Giandomenico Majone (born 27 March 1932) is an Italian scholar of political science whose expertise was regulatory governance within the European Union (EU) as well as theories of delegation and their effect on the perceived democratic deficit of the EU. He was an Emeritus Professor of Public Policy at the European University Institute in Florence, Italy.

==Education==
Majone studied at the University of Padua in the early 1950s acquiring a Master of Arts in political economy in 1956, before enrolling at the Carnegie Institute of Technology, where he received a Master of Science degree in mathematics in 1960. In the early 1960s he studied at the University of California, Berkeley where he earned a doctorate in statistics in 1965. In 1986 he was appointed professor of public policy analysis at the European University Institute (EUI), a post he held until 1995. Following this, he held a position as an external professor at the EUI in addition to that of visiting distinguished professor at the EU Center and Graduate School of Public and International Affairs at the University of Pittsburgh.

==Scholarship==
Majone has written on a wide variety of subjects, but his most notable contribution concerns the EU's delegation of regulatory powers. In brief, Majone conceives of the delegation of regulatory powers to supranational institutions such as the European Commission as a means for member states to credibly commit to integration and implementing EU policies. Majone asserts that the scope of EU powers are primarily regulatory and contrasts delegation to the commission with national forms of delegation such as that to an independent central bank.
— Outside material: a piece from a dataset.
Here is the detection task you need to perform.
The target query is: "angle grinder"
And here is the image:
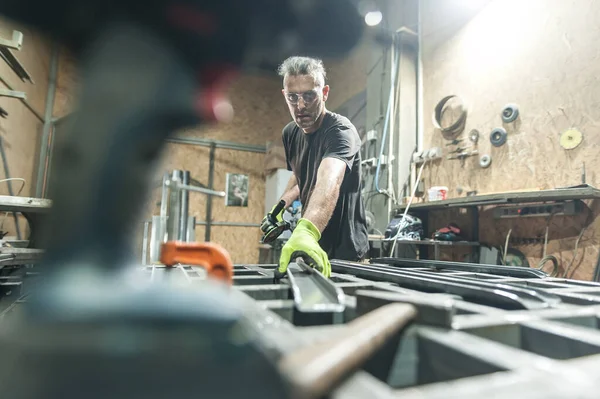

According to Majone, member states delegate certain regulatory powers to the Commission in order to insulate themselves from democratic pressures that would inhibit optimal policy outcomes, such as "shifting political property rights", whereby the commitments made by one government can be undone by a newly elected one, and "time inconsistency", where the optimal short-term policy may run counter to the optimal long-term policy. These problems indicate that decisions about purely regulatory matters should be made by institutions that are not democratically accountable. For example, although a policy of maintaining low inflation may be the best long-term policy, governments facing elections are motivated to lower interest rates and manufacture short-term economic "booms".

In the context of the EU, Majone interprets this as a defence of the perceived undemocratic nature of institutions like the European Commission and a warning against the introducing democratic reforms like a directly elected Commission President as it could undermine the functions of the supranational institutions.

==The Giandomenico Majone Prize==
The Giandomenico Majone Prize was in honour of Giandomenico Majone for his outstanding contribution for the study of regulatory governance in the EU or beyond. This award recognises outstanding research by scholars in early stages of her or his career in the field of regulatory governance from all relevant disciplinary backgrounds. The Prize was limited to scholars having completed their PhD no more than seven years before the deadline for submission. The prize was awarded by the European Consortium for Political Research's Standing Group on Regulatory Governance.

==Select bibliography==
- "Europe as the Would-be World Power: The EU at Fifty" (2009)
- "Dilemmas of European Integration: The Ambiguities and Pitfalls of Integration by Stealth" (2005)
- "Regulating Europe" (1996)
- The European Community as a Regulatory State, published by Nijhoff in the Series of Lectures of the Academy of European Law, 1995.
- Evidence, Argument, and Persuasion in the Policy Process, "Evidence, Argument, and Persuasion in the Policy Process" (1992)
- "Deregulation or re-regulation?: Regulatory reform in Europe and the United States" (1990)
- "Jean Monnet et l'Europe d'aujourd'hui" (1989)
- "Guidance, Control and Evaluation in the Public Sector: The Bielefeld Interdisciplinary Project" (1985) (with Franz-Xaver Kaufmann and Vincent Ostrom, eds.)